L’incapacità emotiva di
Reynolds (che rimanda a quella di Newland Archer in L’età dell’innocenza, ma più autoinflitta che imposta dalle regole sociali) si snoda attraverso tic, fissazioni, liturgie legate al mondo materiale (la colazione, il tè Lapsang, le corse in automobile); la mistica della creazione è ben legata al suolo e il furore lavorativo ha più di una concreta allusione sessuale (nelle parole di Alma: «A volte ci alzavamo alle quattro di mattina, dopo essere andati a letto a mezzanotte. E lui era pronto per ricominciare. E io potevo rimanere lì in eterno.
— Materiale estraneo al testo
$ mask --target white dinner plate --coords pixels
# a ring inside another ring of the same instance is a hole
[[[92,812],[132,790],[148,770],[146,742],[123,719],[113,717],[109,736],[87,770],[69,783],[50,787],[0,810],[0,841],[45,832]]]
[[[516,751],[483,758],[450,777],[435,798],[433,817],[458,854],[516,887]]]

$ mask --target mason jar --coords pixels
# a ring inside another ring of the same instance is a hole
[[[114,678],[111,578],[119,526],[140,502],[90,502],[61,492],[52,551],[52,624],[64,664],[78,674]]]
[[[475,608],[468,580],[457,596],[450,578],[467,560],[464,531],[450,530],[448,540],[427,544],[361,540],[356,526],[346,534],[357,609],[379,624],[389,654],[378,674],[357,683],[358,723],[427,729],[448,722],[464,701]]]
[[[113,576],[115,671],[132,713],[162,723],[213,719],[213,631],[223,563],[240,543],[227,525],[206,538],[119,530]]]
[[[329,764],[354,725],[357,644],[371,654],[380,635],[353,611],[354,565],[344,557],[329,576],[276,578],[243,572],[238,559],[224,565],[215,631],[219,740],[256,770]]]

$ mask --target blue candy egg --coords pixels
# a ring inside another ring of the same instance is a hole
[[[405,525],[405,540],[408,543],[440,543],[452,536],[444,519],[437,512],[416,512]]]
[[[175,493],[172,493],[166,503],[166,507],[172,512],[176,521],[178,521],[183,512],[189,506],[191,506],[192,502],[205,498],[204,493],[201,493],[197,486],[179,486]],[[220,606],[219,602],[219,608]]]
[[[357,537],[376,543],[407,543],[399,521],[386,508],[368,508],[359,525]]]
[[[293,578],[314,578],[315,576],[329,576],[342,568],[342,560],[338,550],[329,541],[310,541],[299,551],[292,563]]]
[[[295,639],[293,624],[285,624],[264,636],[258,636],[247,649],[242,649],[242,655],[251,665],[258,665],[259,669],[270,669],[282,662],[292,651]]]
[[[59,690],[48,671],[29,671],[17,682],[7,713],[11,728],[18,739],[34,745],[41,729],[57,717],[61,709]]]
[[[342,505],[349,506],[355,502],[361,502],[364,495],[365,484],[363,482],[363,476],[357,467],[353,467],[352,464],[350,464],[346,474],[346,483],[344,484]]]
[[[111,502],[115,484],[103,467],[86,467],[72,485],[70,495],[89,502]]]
Nessuno può resistere a lungo quanto me»).
E in questo film meraviglioso, che si finge elegante per scandagliare il sublime (il «delightful horror» di Burke), si intersecano – alla perfezione, come in un’opera sartoriale – i rimandi e i richiami a Welles (l’abito della madre, fonte di ossessione persa nella memoria, è quasi una Rosebud di tessuto), a Kubrick e Hitchcock (due tra i registi più eccelsamente prosaici della storia del cinema). Un gioco combinatorio di rielaborazione e riscrittura (le manipolazioni di La donna che visse due volte e i fantasmi della memoria di Rebecca, le corse in auto di Arancia meccanica e il trio schubertiano di Barry Lyndon) che non ha alcuna traccia di citazionismo. E infatti, proprio come il «Fuck!» finale di Eyes Wide Shut, Anderson non cerca né la pace né la consolazione, ma una riconquista fisica capace di saldare la superficie delle cose con la loro anima, di sgretolare il muro narcotico fatto di ricordi/rimorsi/rimpianti in nome di una nuova, consapevolmente malata, concezione di sé e dell’atto d’amore: la concretezza del sentimento e del desiderio come continua morte e rinascita, un ciclo emotivo che alterna forza e debolezza, controllo e abbandono, salute e malattia. «Baciami, ragazza mia, prima che io cominci a star male», come si vivesse un’eterna prima volta. Ancora e ancora e ancora e ancora, all’infinito e per sempre.